Apple Cinnamon Muffins
- 2 cups spelt flour or brown rice flour
- 1/3 cup cane or sugar of your preference
- 1 tbsp ground flax (flax meal)
- 3 tbsp of water
- 1 cup almond milk
- Pinch of Himalayan salt
- Cinnamon to taste
- 2 tsp baking powder
- 1 1/2 cups peeled & chopped apples ( I use Gala )

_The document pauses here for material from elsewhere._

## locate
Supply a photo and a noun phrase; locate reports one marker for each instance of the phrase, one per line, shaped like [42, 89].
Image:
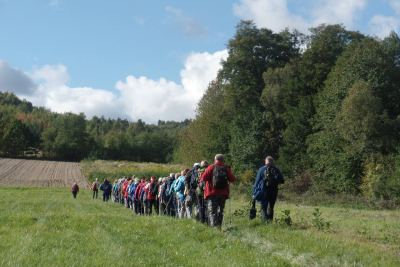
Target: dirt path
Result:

- 1/4 cup vegan butter, coconut oil or veggie oil
(Optional) Topping: 1 tbsp of cane sugar mixed with 1/2 -1 tsp of cinnamon
Preheat oven to 400 F. In a little bowl put the 1 tbsp of the flax meal (ground flax) and add 3 tbsp of water to it. Mix & let stand for a few minutes. Cream together the sugar and butter. Add in the flax and mix well. In a large bowl add the spelt flour, salt, baking powder and cinnamon. Mix well. Add wet ingredients to the flour mixture and mix well. Add in the chopped apples and give it a quick mix. Line your muffin tray with paper liners and fill them up with the yummy mixture. If you’re using the topping then sprinkle a touch of it on each muffin. Pop them into the oven and bake them for 20-25 minutes or until golden brown.